Between YouTube's Copyright School and the recent agreement between the Motion Picture Association of America, the Recording Industry Association of America and various big-name Internet Service Providers regarding copyright protection practices, it's obvious that the fight against digital piracy is still alive in the U.S. The same is true in Britain, whose legislators are in the process of revamping the country's copyright laws.

 

One element of the changes to come may, at first glance, seem contradictory to the overarching goal. The New York Times reported this week that officials intend to legalize "format shifting" for personal use.
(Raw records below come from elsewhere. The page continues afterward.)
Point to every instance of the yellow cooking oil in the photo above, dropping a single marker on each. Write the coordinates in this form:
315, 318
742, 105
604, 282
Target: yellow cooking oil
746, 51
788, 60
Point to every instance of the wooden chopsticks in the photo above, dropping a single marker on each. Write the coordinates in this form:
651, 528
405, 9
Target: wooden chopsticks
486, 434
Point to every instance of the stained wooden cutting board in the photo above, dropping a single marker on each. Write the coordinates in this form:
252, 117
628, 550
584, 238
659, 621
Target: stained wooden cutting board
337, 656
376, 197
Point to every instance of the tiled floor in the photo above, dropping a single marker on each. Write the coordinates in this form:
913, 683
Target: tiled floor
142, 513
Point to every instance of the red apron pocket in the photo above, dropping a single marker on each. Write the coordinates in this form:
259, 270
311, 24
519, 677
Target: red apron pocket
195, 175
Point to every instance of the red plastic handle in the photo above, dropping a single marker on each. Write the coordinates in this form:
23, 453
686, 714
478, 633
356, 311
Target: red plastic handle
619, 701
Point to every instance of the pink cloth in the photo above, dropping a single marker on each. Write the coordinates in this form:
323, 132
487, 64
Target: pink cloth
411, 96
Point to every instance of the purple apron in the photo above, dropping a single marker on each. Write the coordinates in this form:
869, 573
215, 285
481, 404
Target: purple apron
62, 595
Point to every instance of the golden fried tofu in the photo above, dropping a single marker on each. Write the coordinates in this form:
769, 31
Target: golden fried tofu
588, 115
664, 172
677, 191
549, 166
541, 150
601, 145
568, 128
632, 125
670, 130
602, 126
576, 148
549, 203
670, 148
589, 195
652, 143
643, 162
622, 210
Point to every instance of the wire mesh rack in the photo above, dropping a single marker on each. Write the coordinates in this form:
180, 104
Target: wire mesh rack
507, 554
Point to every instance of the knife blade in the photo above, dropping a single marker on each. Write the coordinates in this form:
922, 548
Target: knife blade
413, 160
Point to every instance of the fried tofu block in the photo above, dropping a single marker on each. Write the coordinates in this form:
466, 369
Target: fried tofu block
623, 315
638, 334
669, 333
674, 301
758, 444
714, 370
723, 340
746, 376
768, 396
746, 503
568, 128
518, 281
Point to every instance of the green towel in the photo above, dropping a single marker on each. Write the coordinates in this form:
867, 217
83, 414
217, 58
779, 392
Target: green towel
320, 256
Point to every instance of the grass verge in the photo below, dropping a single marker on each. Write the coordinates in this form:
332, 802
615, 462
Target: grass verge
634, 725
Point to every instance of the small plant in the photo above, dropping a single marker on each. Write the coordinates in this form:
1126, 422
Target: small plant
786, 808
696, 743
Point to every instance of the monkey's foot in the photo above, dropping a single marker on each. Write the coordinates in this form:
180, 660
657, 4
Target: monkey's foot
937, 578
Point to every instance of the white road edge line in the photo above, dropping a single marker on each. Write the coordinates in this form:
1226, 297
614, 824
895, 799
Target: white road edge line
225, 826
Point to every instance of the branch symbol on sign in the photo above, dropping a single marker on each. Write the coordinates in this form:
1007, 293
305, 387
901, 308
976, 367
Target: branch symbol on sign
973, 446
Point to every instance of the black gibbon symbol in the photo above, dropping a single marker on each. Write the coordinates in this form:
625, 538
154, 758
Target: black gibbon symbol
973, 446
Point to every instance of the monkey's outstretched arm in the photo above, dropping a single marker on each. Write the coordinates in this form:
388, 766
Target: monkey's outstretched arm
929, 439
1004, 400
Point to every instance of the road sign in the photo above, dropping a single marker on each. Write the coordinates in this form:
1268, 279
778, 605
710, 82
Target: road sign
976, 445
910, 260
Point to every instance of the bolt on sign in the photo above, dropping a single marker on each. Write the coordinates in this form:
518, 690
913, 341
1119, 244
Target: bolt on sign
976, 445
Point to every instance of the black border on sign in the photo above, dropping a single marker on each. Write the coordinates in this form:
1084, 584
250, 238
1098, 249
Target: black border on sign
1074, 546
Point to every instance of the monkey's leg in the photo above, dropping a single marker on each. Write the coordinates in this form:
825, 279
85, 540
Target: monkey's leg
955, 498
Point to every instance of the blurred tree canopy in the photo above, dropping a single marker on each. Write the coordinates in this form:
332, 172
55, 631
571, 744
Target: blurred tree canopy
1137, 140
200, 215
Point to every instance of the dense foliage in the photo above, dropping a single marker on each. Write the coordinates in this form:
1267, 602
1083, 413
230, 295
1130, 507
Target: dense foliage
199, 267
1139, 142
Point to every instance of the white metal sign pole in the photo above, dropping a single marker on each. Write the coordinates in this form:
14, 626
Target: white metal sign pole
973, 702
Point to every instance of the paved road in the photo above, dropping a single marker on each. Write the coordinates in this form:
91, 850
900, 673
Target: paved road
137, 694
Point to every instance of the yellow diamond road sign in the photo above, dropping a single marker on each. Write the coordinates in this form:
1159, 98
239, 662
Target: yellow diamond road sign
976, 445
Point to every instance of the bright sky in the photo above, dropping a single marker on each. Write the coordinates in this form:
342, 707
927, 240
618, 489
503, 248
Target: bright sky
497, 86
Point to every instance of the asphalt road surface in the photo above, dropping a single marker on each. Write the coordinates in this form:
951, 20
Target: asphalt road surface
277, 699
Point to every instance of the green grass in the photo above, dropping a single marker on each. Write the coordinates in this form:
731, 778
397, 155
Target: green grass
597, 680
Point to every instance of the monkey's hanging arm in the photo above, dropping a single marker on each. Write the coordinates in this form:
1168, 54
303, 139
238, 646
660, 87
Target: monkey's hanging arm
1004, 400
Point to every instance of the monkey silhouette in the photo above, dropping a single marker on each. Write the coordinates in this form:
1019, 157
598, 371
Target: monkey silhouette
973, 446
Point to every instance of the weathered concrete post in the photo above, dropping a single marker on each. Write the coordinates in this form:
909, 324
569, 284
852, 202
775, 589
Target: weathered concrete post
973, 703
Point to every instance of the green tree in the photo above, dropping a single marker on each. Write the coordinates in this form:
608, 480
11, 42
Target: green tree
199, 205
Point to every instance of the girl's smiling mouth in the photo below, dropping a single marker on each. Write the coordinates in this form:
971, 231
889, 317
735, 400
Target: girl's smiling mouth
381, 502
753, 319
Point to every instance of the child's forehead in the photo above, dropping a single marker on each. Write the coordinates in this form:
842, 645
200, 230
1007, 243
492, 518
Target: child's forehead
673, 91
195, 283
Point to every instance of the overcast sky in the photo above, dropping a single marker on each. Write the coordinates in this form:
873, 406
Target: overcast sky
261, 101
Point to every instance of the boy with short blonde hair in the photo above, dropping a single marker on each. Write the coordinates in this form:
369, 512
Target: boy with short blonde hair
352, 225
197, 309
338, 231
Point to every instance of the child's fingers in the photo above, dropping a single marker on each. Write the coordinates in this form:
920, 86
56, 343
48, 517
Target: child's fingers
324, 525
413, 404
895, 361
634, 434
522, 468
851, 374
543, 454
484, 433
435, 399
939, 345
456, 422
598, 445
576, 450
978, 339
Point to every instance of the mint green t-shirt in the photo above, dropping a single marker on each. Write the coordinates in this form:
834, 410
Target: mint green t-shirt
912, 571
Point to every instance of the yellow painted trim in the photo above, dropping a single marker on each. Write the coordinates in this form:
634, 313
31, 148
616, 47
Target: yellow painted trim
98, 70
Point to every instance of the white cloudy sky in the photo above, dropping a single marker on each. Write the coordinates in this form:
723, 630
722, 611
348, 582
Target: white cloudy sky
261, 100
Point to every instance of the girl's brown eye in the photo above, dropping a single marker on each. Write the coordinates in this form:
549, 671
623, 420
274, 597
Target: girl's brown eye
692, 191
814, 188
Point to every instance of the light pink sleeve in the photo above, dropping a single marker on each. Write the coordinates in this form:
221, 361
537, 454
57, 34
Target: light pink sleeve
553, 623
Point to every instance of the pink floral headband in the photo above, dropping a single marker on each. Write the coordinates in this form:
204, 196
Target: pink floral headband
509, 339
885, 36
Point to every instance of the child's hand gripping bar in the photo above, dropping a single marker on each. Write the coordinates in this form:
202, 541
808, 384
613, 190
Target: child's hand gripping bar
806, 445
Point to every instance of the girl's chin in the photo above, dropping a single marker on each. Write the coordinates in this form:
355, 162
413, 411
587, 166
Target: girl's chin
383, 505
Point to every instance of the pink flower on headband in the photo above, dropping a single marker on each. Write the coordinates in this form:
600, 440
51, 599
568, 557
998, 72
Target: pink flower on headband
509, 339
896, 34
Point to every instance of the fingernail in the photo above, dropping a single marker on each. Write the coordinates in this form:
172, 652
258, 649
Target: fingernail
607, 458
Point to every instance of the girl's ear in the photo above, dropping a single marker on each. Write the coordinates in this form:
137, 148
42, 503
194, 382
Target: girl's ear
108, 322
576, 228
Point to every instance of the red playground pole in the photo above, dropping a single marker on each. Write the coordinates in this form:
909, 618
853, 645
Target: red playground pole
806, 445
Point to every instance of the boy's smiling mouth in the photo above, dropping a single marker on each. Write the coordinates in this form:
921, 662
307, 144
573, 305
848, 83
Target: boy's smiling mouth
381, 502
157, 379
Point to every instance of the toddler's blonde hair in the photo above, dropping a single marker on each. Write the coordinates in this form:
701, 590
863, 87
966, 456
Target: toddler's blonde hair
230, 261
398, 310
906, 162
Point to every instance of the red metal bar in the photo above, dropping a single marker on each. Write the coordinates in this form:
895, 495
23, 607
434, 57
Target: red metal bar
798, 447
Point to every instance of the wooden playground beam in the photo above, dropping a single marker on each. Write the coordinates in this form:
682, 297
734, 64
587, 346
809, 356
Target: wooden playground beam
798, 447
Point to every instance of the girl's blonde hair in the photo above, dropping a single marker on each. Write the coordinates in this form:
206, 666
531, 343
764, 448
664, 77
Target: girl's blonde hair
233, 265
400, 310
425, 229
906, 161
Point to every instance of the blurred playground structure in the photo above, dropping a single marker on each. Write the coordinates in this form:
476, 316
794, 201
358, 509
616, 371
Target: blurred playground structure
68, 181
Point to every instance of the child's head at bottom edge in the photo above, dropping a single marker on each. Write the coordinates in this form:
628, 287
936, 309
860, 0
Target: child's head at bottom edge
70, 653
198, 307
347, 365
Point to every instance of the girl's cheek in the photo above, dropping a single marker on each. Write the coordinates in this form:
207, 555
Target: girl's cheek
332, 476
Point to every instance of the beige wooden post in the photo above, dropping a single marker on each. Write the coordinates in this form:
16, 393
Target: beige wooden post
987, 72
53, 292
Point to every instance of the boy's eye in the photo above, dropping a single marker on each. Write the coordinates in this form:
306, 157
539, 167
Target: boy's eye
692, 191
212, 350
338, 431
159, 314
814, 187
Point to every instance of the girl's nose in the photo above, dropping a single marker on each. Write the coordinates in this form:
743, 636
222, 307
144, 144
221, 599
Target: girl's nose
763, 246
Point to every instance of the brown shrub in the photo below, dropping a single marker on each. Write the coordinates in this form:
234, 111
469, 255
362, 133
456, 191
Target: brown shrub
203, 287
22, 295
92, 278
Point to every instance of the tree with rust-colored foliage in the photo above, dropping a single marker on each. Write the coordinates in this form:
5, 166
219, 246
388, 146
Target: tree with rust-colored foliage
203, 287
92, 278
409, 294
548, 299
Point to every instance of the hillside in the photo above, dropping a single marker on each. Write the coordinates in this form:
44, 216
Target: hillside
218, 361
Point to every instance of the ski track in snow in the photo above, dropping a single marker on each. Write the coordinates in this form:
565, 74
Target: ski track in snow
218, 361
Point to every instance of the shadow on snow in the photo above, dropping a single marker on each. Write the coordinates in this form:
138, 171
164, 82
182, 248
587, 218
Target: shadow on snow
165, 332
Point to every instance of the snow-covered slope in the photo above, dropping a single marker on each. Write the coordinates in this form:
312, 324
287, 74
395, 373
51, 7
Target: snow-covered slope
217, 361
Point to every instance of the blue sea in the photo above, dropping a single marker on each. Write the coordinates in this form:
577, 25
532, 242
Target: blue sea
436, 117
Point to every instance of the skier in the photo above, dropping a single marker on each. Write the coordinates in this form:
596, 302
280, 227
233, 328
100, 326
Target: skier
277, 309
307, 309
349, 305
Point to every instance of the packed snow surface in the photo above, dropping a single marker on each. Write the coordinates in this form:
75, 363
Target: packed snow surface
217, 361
In other words, it will no longer be illegal for Britons to rip the contents of a CD or DVD they have purchased in order to store or use them on other devices.

 

But as DLA Piper intellectual property attorney Simon Levine told the NYT, that particular concession was made to facilitate implementation and enforcement of other changes. He said:

If you just tell people, "You can't copy this CD that you bought, for personal use," they're never going to respect you when you tell them it's wrong to copy for others.

On the flip side, though, they do plan to introduce a system under which individual file-sharers who are serial offenders could temporarily lose their Internet access. A proposed fast-track system to block websites known to host infringing material has been tabled for now, but is still a possibility down the road. Despite a recent court decision in which an ISP was ordered to block links to a site that was aware it was hosting infringing material, critics of the site-blocking proposal are wary that it would impede free speech.